The cherry on top of our coverage reports is the high-level index page, listing all the packages and summing the scores across packages. At this point, I’d had it with SQL and XSLT, and fell back on my trusty Java knowledge. I created a class that reads all the HTML files spit out by the XSL transformation, greps out the total score from the report, sums them up, and generates an HTML file with all totals, plus links to the individual source file reports.

Example report index page

Example report index page

Tying all this together is a Maven project which compiles the Java class, and packages it up with an Ant project containing all the scripts, images, stylesheets and so on needed to generate the reports. Unfortunately, the harness doesn’t automate the Oracle part of the report generation, but once the XML has been exported to files, a single call to “ant” is enough to generate the HTML reports.


It sounds like a lot of work, but we were able to create the initial reports in a couple of days, part-time. The project came together really by accident as a thought experiment that unexpectedly worked. For that, we owe our thanks to Oracle for providing so many out-of-the-box tools and features, to Cobertura for providing an excellent example of coverage reporting for Java, and to Scott Ambler for throwing down the gauntlet in the first place.
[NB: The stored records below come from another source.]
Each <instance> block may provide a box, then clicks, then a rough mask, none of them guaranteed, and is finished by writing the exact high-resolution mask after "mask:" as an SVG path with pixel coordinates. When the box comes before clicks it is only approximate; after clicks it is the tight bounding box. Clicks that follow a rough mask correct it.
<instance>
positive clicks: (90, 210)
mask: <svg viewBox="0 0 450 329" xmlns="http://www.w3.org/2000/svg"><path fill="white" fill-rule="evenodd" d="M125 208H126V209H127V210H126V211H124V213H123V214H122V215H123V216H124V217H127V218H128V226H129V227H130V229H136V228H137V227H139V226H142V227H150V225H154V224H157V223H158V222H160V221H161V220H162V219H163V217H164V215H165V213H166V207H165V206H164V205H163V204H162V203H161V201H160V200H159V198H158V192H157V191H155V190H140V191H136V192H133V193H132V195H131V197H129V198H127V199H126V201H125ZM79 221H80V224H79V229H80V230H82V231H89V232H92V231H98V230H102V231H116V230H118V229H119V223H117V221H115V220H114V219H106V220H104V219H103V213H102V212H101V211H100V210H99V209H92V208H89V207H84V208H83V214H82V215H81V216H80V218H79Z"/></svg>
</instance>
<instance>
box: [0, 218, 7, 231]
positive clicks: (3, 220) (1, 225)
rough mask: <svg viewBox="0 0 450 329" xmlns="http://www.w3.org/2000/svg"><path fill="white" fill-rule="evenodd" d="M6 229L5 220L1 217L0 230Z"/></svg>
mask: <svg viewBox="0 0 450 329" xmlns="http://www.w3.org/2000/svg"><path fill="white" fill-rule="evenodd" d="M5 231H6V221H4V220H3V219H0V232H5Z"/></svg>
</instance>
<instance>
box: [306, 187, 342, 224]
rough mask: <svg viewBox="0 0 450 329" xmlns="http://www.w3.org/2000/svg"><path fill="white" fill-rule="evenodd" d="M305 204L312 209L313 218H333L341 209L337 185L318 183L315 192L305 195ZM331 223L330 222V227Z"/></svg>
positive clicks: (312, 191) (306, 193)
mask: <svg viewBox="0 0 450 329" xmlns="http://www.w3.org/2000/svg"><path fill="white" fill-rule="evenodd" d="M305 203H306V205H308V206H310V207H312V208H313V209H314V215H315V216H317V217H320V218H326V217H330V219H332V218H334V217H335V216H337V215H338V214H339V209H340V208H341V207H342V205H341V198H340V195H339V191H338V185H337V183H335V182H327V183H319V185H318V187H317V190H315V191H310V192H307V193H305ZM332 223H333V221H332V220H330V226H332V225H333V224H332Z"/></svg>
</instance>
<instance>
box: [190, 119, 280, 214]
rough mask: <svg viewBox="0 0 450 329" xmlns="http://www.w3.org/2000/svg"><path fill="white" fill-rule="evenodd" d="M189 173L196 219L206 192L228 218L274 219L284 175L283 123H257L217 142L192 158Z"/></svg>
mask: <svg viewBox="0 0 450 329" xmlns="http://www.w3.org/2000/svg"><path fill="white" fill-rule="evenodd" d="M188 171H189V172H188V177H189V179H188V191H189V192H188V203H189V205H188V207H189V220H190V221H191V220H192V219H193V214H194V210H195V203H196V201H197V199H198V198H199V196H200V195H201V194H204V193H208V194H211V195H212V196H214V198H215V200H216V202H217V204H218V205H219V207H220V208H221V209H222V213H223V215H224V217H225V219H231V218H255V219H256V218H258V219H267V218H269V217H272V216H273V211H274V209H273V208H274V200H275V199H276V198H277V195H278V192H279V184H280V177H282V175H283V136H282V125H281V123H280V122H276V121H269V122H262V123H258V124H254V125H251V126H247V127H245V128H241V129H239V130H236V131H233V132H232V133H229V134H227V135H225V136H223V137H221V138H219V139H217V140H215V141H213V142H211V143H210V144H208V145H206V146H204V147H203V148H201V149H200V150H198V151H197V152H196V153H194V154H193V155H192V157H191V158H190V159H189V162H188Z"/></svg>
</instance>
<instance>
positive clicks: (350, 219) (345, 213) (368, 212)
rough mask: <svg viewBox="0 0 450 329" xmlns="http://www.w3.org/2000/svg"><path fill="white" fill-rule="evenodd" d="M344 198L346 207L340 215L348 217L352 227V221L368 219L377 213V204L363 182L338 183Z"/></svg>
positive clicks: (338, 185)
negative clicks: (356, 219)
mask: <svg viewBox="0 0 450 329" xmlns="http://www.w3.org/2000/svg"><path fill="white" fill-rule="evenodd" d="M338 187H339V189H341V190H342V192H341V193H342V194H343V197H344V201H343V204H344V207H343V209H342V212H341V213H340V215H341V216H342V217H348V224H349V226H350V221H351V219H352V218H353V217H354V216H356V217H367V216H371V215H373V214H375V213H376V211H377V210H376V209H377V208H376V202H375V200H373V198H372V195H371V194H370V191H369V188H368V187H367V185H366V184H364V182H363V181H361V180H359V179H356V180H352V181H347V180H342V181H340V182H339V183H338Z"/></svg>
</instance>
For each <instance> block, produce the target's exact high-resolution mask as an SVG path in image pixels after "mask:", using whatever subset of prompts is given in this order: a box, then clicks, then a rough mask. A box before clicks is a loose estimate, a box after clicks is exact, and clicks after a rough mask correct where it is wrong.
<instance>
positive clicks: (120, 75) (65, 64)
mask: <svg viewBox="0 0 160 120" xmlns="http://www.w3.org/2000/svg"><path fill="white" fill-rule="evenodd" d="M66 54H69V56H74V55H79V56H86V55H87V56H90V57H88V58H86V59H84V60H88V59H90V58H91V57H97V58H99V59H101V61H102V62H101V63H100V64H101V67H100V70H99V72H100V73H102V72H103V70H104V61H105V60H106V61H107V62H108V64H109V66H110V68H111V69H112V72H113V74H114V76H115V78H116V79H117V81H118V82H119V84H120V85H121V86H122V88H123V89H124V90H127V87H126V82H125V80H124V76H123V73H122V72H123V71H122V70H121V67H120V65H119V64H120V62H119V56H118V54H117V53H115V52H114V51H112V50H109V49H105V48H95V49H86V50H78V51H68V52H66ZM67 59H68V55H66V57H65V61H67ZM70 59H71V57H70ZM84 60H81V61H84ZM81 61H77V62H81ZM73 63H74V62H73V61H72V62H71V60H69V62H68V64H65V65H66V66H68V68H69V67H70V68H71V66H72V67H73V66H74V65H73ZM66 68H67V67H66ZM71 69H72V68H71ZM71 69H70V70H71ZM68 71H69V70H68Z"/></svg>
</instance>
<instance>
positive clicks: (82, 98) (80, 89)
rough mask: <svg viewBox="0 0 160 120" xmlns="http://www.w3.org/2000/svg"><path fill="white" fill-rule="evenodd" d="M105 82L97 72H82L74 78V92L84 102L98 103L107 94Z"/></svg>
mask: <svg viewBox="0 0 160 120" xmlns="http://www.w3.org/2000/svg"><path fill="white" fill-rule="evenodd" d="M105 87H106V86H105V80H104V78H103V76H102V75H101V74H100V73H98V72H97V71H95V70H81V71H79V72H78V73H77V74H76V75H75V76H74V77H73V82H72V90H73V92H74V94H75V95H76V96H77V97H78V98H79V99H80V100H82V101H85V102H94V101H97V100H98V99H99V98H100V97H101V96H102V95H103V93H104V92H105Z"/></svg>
Although this tool may seem trivial at first glance, it turns out we now have our hands on something quite valuable. The profiling can be enabled for analysis at any time, and with OracleTC, we can quickly report on the results. While it was created with our automated unit test suite in mind, it is by no means limited to this. For example, we have a type of exercize that we call a “blitz test”, in which we try to simulate realistic production situations. The test entails running some automated scripts while anywhere from 5 to 20 people simultaneously log in to the system and begin executing a variety of test scripts based on different user profiles. With OracleTC, we are able to show afterwards just how much of our PL/SQL was executed during the blitz, allowing us to identify gaps and better focus our tests. You could also conceivably enable this profiling in production for a period of time in order to try and identify functionality that isn’t being used by customers, although I wouldn’t do this if your system is sensitive to performance impacts.

I hope you find this information useful and that some of you are encouraged to try this out for yourselves. I tried to provide enough information to give you a big head start, but this article is already too big for a typical blog post, and couldn’t show you everything. Rather than leave you hanging by breaking this up into multiple posts, I did my best to be brief when possible. My hope is that I’ll have the time (and the permission) to open source the code that we have, and provide adequate documentation. Maybe if enough of you show support, it’ll help get the ball rolling. In the meantime, if anyone out there needs a hand, drop me a line (either reply here, or use the email address in the About page) and let me know. But if you are writing to tell me that Oracle (once again) already has a tool that does this, please be gentle!